Bid'at fırkalarının çıkışı...
22/09/2023 Cuma Köşe yazarı A.D
Mutezile, Cebriye gibi sapık
fırkaların önderleri derin âlim idi. Kur’ân-ı kerime kendi anlayışlarına göre
mânâ verdikleri için sapıttılar. Böylece çok sayıda sapık fırka meydana çıktı.
Bunların çıkacağını da, Peygamber Efendimiz (sallallahü aleyhi ve sellem)
önceden haber vermişti. Resulullah'ın açıklamaları olmadan, günümüzün insanları
bir tarafa, en büyük âlimler bile, dinin bütün hükümlerini Kur’ândan öğrenemez.
Mesela iman amelden cüz müdür, yani parça mıdır? Günah işleyen kâfir olur mu,
olmaz mı bilemezdik. Nitekim bid’at fırkalarından "Günah işleyen kâfir
olur" diyenler vardır. Kadere iman, imanın şartı mıdır, değil midir
bilemezdik. Mutezile fırkası, "İnsan kendi kaderini kendi çizer" derken,
Cebriye fırkası, "İnsan kaderinin mahkûmudur.
Yaptıklarından sorumlu değildir" diyor. İmanla
ilgili konuları bilemediğimiz gibi, amelle ilgili konuları bile bilemezdik.
Mesela namazların kaç rekât olduğunu, kılınış şeklini bilemezdik. Hattâ namaz
vakitlerini bile tespit edemezdik. Peygamber efendimiz, beş vakit kılmasaydı ve
beş vakit olarak bildirmeseydi piyasadaki mezhepsizler gibi üç vakit, altı
vakit, yedi vakit derdik. Ayakları yıkamak mı, yoksa mesh etmek mi gerekir?

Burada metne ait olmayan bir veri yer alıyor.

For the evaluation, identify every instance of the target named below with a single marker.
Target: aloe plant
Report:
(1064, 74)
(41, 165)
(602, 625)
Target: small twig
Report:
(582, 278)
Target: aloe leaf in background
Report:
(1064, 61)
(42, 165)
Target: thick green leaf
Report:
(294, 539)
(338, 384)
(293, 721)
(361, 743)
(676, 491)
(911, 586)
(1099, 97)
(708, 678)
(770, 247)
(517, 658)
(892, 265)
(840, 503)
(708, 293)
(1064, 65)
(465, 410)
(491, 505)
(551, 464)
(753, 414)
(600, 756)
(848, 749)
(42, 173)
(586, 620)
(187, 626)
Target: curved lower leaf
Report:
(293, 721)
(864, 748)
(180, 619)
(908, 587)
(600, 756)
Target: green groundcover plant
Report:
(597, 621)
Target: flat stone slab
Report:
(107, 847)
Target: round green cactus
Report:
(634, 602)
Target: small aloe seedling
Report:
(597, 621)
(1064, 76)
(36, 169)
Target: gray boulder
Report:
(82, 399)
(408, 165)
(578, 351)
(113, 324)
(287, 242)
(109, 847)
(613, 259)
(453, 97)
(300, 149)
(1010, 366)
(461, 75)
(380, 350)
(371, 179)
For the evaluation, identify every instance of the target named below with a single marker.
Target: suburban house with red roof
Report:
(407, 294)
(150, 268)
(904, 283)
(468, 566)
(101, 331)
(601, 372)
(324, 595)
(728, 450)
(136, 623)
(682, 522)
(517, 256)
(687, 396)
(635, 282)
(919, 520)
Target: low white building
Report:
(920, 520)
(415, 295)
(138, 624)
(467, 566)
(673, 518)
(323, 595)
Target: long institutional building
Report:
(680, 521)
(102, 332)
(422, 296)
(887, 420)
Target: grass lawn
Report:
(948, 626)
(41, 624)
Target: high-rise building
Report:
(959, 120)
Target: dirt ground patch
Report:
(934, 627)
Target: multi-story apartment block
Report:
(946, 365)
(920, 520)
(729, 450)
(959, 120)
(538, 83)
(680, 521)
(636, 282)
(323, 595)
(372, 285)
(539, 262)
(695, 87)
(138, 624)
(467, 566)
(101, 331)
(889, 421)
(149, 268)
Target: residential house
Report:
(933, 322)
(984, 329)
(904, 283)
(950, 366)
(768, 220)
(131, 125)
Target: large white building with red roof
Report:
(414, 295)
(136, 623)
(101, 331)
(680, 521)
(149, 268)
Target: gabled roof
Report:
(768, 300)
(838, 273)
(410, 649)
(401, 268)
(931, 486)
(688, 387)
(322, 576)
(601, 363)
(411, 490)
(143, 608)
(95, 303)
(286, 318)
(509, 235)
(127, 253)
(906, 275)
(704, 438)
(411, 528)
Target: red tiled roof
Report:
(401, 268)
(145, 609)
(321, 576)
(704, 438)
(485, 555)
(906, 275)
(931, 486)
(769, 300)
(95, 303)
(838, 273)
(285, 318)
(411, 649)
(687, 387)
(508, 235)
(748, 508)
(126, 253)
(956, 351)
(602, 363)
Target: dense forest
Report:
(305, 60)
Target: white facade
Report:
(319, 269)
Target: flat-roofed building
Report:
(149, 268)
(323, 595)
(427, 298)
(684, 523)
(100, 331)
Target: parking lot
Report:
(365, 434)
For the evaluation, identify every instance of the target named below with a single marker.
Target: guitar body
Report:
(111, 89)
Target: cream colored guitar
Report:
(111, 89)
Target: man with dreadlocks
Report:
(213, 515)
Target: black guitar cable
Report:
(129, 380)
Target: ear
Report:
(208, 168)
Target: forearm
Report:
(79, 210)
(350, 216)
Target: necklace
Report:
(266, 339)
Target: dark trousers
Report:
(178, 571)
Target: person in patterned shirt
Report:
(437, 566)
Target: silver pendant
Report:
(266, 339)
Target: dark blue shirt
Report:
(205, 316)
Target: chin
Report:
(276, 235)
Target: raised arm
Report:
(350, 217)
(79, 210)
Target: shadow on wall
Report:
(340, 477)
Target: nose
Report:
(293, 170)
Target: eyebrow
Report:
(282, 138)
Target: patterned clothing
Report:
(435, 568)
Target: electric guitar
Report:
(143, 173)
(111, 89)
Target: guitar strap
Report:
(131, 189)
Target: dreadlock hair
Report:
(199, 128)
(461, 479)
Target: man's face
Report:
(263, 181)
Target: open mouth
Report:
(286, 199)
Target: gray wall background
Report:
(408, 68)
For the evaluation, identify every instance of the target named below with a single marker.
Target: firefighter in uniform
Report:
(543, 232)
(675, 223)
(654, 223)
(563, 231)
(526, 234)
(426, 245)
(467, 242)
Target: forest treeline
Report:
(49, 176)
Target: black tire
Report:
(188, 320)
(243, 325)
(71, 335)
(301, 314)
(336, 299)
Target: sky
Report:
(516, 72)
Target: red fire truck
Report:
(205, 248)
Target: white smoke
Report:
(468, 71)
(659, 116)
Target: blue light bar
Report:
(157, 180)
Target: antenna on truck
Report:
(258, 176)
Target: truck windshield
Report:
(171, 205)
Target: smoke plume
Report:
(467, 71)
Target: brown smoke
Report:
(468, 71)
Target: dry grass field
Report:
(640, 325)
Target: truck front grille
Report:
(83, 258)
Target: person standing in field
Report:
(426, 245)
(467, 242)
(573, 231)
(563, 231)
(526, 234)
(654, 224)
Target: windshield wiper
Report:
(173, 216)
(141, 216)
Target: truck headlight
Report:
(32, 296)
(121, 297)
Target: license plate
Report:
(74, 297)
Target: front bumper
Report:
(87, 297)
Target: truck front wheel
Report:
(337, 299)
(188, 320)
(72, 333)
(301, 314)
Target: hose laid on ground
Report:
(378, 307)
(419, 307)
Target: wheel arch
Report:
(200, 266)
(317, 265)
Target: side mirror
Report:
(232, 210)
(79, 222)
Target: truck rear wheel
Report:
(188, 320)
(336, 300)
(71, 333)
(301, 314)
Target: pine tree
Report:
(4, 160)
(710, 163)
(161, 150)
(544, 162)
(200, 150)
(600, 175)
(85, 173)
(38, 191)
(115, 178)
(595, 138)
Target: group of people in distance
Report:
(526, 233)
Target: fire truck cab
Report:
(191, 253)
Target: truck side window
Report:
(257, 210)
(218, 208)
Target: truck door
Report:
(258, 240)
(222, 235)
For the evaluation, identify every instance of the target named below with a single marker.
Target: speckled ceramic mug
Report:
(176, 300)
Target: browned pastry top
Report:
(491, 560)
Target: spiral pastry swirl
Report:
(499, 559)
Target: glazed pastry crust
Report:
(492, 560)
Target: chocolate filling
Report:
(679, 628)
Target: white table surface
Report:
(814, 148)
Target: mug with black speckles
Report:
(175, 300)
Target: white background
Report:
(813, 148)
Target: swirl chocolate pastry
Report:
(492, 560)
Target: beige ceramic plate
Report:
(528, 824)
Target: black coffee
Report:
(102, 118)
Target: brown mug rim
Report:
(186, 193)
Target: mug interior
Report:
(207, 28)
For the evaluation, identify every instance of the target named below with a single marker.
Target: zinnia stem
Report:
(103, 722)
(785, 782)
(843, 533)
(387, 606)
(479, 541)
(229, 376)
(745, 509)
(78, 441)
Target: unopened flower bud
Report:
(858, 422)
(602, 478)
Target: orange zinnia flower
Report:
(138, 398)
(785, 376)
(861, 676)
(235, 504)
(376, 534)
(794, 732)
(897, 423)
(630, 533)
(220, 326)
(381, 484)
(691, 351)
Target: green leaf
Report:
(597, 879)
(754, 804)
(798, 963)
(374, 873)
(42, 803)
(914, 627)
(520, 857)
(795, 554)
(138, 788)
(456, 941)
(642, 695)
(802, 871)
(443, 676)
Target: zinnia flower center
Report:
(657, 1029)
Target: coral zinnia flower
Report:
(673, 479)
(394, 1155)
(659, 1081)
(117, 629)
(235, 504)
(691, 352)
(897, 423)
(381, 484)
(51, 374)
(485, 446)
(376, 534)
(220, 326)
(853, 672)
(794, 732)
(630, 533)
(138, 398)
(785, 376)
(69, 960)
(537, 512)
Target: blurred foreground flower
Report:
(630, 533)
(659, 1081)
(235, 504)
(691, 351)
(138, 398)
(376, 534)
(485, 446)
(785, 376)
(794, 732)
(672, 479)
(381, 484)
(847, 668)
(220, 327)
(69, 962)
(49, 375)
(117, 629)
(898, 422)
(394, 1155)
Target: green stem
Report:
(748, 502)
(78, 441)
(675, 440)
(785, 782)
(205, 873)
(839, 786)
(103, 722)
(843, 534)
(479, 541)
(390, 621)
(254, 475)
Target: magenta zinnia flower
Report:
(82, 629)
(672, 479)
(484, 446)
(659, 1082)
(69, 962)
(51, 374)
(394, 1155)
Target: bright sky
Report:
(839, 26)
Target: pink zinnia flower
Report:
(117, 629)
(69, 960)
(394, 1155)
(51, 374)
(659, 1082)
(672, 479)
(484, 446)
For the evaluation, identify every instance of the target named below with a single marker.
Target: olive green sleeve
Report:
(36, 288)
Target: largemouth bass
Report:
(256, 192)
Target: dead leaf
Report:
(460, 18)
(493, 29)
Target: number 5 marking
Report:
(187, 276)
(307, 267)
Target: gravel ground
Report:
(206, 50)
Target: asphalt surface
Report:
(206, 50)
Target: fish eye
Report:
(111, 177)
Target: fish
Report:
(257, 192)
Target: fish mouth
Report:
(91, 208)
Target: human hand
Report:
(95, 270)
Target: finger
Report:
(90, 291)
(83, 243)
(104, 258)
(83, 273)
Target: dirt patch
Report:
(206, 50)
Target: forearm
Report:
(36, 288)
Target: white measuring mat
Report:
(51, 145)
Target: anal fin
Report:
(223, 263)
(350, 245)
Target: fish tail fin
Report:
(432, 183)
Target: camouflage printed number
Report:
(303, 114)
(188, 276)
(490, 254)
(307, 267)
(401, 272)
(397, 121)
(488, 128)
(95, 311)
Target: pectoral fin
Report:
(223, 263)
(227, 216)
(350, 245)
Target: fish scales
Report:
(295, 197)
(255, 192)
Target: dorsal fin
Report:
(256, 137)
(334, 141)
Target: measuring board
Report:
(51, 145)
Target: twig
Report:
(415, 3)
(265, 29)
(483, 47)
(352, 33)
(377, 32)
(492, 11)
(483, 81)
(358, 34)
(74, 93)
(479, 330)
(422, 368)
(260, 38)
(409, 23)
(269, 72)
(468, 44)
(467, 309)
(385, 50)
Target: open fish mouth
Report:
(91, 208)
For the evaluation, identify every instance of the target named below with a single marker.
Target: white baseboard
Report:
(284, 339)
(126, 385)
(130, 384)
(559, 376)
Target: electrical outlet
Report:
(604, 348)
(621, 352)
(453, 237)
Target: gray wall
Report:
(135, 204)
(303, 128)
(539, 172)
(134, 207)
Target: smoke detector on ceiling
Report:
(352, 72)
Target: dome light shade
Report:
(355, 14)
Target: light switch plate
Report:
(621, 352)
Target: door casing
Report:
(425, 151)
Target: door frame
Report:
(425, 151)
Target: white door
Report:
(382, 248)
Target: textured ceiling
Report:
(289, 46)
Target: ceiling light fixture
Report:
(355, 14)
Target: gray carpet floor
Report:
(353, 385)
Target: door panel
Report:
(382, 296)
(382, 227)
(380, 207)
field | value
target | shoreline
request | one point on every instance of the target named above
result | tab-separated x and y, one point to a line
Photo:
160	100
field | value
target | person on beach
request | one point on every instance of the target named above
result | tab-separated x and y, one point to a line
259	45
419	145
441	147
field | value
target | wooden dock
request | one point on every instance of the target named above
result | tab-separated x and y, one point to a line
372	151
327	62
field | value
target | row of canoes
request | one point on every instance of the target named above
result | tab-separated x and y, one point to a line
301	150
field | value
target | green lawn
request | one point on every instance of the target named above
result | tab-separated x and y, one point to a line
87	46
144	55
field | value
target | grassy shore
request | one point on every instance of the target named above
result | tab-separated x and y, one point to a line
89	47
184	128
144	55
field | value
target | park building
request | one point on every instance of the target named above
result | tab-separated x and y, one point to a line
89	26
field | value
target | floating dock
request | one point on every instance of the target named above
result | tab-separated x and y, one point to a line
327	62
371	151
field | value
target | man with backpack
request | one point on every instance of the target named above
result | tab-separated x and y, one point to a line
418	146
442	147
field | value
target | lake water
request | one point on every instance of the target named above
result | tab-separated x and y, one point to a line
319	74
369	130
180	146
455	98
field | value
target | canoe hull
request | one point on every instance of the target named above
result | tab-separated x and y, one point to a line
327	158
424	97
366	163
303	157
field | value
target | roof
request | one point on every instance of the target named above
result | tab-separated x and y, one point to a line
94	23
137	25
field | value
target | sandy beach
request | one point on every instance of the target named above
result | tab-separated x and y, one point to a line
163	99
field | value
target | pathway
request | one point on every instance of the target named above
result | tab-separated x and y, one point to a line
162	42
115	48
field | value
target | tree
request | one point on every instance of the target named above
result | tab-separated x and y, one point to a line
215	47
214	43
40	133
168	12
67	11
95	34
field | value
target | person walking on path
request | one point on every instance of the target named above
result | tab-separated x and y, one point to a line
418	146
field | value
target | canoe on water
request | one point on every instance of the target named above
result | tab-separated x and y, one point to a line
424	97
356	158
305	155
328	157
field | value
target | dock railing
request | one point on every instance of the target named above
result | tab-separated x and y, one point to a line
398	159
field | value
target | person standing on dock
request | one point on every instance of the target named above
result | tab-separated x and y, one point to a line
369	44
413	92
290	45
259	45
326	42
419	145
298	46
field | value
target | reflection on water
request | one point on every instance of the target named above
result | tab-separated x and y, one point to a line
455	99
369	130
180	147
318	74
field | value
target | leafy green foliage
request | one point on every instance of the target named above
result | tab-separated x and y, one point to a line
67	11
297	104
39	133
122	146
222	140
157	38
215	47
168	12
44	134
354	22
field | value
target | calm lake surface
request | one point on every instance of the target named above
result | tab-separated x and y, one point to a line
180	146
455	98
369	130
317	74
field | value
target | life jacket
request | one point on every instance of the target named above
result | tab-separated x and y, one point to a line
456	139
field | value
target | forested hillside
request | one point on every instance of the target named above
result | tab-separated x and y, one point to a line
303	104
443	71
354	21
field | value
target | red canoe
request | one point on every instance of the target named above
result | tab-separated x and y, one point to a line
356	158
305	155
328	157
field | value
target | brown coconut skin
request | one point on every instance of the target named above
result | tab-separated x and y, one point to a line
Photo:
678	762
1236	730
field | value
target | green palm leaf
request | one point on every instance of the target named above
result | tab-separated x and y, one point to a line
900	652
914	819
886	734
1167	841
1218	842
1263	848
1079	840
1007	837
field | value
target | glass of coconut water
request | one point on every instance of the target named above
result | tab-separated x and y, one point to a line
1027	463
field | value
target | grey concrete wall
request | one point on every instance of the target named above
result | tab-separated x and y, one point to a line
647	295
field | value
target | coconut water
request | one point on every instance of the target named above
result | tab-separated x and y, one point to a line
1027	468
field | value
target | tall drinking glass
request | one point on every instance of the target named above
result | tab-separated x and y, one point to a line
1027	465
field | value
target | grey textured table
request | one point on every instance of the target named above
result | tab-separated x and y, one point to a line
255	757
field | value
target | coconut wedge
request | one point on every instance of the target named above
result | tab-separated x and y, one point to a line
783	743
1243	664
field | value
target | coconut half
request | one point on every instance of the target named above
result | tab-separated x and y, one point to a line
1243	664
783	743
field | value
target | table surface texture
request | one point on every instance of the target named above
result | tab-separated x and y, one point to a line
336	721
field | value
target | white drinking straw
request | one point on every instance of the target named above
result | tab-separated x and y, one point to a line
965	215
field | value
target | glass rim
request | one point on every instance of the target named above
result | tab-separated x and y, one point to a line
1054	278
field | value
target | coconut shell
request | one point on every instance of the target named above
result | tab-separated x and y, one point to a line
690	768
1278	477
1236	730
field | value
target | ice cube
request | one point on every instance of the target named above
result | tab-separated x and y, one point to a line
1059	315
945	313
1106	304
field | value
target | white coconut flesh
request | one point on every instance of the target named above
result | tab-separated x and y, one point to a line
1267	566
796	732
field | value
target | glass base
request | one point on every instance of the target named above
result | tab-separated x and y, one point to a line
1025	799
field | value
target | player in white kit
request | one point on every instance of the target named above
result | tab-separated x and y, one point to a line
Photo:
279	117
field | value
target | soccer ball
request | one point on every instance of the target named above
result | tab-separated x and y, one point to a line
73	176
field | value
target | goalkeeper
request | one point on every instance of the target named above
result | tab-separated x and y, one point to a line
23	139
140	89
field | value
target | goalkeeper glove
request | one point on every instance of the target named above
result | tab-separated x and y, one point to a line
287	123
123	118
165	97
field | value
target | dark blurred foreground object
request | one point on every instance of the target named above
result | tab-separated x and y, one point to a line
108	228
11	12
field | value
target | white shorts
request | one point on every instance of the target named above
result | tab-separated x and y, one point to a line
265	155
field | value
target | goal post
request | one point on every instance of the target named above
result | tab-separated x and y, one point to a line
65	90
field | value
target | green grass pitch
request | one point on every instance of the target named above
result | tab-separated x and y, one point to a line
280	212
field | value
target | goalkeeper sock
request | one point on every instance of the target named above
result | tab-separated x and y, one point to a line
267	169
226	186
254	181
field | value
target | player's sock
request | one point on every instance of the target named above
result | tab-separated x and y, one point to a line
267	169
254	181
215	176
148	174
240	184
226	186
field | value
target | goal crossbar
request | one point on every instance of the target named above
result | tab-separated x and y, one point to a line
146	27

Ayaklara mest giymek caiz olur mu? Bunları Kur’ândan anlayamazdık. Peygamber
efendimizin tatbikatı olduğu için biliyoruz.
Kur’ân-ı kerimde (Abdestte başınızı mesh
edin) deniyor. Başın ne kadarını mesh etmenin farz
olduğunu bilemezdik. Dört mezhep imamımız bu hususta farklı ictihatta
bulunmuştur:
İmam-ı
Mâlik, (Başın tamamını mesh etmek farzdır. Resulullah başın tamamını
mesh ederdi) diyor.
İmam-ı
Ahmed de, (Başın tamamı meshedilir, ama kulaklar da başa
dâhildir) diyor.
İmam-ı
Şâfiî, (Mesh demek, dokunmak demektir, bir parmakla başa dokunulsa
mesh farzı yerine gelir) diyor.
İmam-ı
A'zam, (Bir uzvun dörtte birini mesh etmek tamamını mesh etmek yerine
geçer. Başın dörtte birini mesh etmek farzdır. Resulullah'ın, başın tamamını
mesh etmesi, her tarafını mesh etmenin sünnet olduğunu göstermektedir) diyor.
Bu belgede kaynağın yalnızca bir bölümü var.